In the last post we spoke of a literal spin on the word tasting, today we look at the figurative spin for following:

He or she had tasted the heavenly gift (whatever that is)

I said in the last post, with pithy merriment (I hope), Ambiguity thy name is "tasted" and thy nickname is "heavenly gift" - meaning only that there are almost as many ways to imagine the meaning of this passage as there are vivid imaginations. Let's not be daunted by such thoughts however, and plod on, grouping as much together as will make our work efficient without losing too much depth, or so I hope.

Okay, so if the word "taste" here is figurative, we should also note the definite article ("the") in front of the word "heavenly", which may be suggesting a specific heavenly gift, as opposed to heavenly gifts in general. Perhaps it is a one time event, or maybe a single quality or one particular abstraction. Whatever the case, lets begin by looking at the various specifics it could be.

What if the heavenly gift refers to eternal life in Christ Jesus, (c.f. "the gift of God" in John 4:10, Romans 6:23)? If this is the case, then by tasting the heavenly gift, our hypothetical person has either come into contact with something akin to eternal life in Christ Jesus, or has in some capacity been exposed, either personally, or through another, to the eternal life in Christ Jesus.

If tasting the heavenly gift means that our hypothetical person personally possesses eternal life, then we are talking about a believer, but if it means that someone else's eternal life has touched him or influenced him in some way - it is may or may not be talking about a believer.


Yet the heavenly gift may also mean the person of the Holy Spirit Himself (c.f. Luke 11:13, Acts 2:38). In this case, the argument runs pretty similar to the idea of eternal life. If tasting the heavenly gift means that you are indwelt by the Holy Spirit, then it refers to a believer, and if it merely means that you benefit from, or come into contact with the work of the Holy Spirit in someone else's life - it doesn't prove one way or the other whether you are a believer or not.

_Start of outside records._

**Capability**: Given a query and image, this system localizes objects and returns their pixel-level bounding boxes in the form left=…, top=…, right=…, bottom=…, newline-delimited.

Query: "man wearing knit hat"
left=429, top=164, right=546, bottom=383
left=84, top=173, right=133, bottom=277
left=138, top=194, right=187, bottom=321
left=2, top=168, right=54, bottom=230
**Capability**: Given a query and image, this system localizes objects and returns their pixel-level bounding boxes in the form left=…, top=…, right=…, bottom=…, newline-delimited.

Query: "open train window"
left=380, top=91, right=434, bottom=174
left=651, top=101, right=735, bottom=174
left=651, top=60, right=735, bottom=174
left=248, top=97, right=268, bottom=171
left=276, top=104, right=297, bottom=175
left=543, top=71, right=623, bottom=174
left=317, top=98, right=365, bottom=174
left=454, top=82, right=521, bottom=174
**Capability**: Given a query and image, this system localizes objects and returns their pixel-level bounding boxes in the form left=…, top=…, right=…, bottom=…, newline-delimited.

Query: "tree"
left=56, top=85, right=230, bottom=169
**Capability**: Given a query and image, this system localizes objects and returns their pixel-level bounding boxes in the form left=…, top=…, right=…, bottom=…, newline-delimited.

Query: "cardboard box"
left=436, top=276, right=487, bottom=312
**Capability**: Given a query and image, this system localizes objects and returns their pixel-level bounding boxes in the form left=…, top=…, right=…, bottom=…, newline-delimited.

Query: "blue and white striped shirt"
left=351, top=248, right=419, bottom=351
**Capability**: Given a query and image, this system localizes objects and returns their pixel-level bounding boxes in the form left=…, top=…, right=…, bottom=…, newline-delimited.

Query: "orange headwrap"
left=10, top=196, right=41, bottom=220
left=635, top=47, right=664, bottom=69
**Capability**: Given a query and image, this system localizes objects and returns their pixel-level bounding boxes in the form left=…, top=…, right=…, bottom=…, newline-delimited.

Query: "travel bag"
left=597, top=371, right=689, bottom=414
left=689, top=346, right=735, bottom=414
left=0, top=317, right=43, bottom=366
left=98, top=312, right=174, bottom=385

Some likewise interpret heavenly gift to mean "spiritual gifts". Here too we are left with much ambiguity. Both those who performed miraculous gifts, and those who were the direct and even indirect beneficiaries of the gifts "tasted" of them - for all who sees a dead man raised to life "tastes" the heavenly gift,... right? Which is to say, if it refers to heavenly gifts we can't be sure it means a believer.

Even were we to come up with an hundred or more interpretations of this particular phrase ('tasted the heavenly gifts') We really have only two possibilities - either tasting the heavenly gift refers to the genuine conversion of the believer, or some phenomenon associated with being in proximity to genuine believers. To get more dogmatic that this (at this level at least), is premature.

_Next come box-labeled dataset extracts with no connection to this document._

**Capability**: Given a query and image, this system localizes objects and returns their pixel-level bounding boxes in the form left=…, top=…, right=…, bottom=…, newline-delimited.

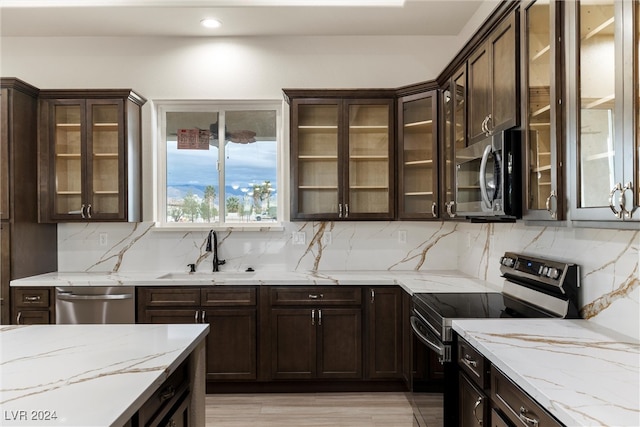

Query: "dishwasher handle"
left=56, top=292, right=133, bottom=301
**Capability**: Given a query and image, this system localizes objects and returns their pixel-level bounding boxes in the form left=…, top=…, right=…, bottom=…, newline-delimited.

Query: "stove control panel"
left=500, top=252, right=573, bottom=283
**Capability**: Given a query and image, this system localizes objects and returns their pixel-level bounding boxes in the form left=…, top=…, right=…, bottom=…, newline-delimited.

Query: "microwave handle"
left=480, top=144, right=491, bottom=210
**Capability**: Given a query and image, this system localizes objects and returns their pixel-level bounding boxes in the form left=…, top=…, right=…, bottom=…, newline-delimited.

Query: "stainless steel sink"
left=157, top=271, right=256, bottom=282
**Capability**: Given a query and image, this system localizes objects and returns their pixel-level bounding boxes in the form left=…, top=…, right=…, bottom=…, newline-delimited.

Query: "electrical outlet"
left=292, top=231, right=307, bottom=245
left=322, top=231, right=331, bottom=246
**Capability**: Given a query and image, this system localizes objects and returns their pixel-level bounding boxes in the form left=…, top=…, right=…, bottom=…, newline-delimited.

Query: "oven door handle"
left=410, top=316, right=451, bottom=363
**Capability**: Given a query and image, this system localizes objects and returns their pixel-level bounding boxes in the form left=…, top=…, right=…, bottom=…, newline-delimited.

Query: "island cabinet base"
left=207, top=380, right=407, bottom=394
left=131, top=343, right=206, bottom=427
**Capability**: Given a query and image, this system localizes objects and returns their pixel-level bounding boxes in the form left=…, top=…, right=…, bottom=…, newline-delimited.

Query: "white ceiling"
left=0, top=0, right=483, bottom=37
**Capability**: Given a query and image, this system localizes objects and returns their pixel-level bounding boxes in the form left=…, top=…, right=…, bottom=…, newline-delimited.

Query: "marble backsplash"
left=58, top=221, right=640, bottom=339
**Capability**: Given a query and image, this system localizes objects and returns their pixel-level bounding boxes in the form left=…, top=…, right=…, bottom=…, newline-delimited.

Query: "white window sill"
left=153, top=222, right=285, bottom=232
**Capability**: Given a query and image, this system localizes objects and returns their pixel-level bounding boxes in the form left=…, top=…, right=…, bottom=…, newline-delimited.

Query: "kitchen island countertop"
left=0, top=324, right=209, bottom=427
left=453, top=319, right=640, bottom=427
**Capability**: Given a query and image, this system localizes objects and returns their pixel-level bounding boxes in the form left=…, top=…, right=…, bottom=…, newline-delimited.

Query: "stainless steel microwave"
left=456, top=129, right=522, bottom=221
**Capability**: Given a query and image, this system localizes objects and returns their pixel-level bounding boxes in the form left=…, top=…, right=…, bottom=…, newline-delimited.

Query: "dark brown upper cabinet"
left=398, top=90, right=439, bottom=219
left=520, top=0, right=567, bottom=221
left=467, top=10, right=520, bottom=145
left=284, top=89, right=395, bottom=220
left=565, top=0, right=640, bottom=229
left=39, top=89, right=146, bottom=222
left=0, top=78, right=58, bottom=324
left=439, top=63, right=467, bottom=220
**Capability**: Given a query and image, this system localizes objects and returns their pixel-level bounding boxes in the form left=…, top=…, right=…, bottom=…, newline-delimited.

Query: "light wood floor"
left=206, top=393, right=430, bottom=427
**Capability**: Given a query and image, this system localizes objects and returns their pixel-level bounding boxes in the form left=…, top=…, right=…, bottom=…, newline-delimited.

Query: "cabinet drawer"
left=458, top=338, right=489, bottom=390
left=201, top=286, right=256, bottom=307
left=14, top=310, right=51, bottom=325
left=13, top=288, right=50, bottom=308
left=271, top=286, right=362, bottom=307
left=491, top=366, right=562, bottom=427
left=138, top=287, right=200, bottom=307
left=137, top=362, right=189, bottom=426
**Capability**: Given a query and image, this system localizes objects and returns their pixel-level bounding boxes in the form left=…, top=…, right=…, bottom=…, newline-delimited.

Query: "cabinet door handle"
left=518, top=406, right=539, bottom=426
left=446, top=202, right=456, bottom=218
left=159, top=386, right=176, bottom=402
left=609, top=182, right=625, bottom=219
left=545, top=190, right=558, bottom=219
left=462, top=354, right=478, bottom=368
left=473, top=396, right=484, bottom=426
left=620, top=181, right=636, bottom=219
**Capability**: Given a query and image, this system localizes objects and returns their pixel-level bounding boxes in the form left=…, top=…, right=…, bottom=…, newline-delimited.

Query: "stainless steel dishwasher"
left=56, top=286, right=136, bottom=324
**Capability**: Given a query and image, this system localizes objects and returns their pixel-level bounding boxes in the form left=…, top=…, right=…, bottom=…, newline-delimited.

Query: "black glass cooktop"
left=413, top=292, right=550, bottom=319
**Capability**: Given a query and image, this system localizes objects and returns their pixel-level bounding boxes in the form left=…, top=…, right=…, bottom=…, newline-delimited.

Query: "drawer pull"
left=462, top=354, right=478, bottom=368
left=518, top=406, right=538, bottom=426
left=160, top=386, right=176, bottom=402
left=473, top=396, right=483, bottom=426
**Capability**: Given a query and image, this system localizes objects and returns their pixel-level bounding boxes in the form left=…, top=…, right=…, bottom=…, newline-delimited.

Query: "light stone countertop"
left=0, top=324, right=209, bottom=427
left=11, top=270, right=502, bottom=294
left=453, top=319, right=640, bottom=427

We will look back at our survey later and see if we are able to draw more conclusive answers when we look back on all this, but for now, let's say this category was likewise "Inconclusive" - at least until we have decided upon one particular interpretation, since some of the ways in which we might interpret this phrase are conclusive.

I don't want to drag it out, but I don't want to be frivolous either. We have a few more to do, and I hope to get them all in the next post - You may be tempted to start drawing conclusions about where I am going with this - but hold off on that for a while. All we are doing is asking the text some questions and answering them in all possibly honesty. We shall start interpreting our answers after we have made them, and not before.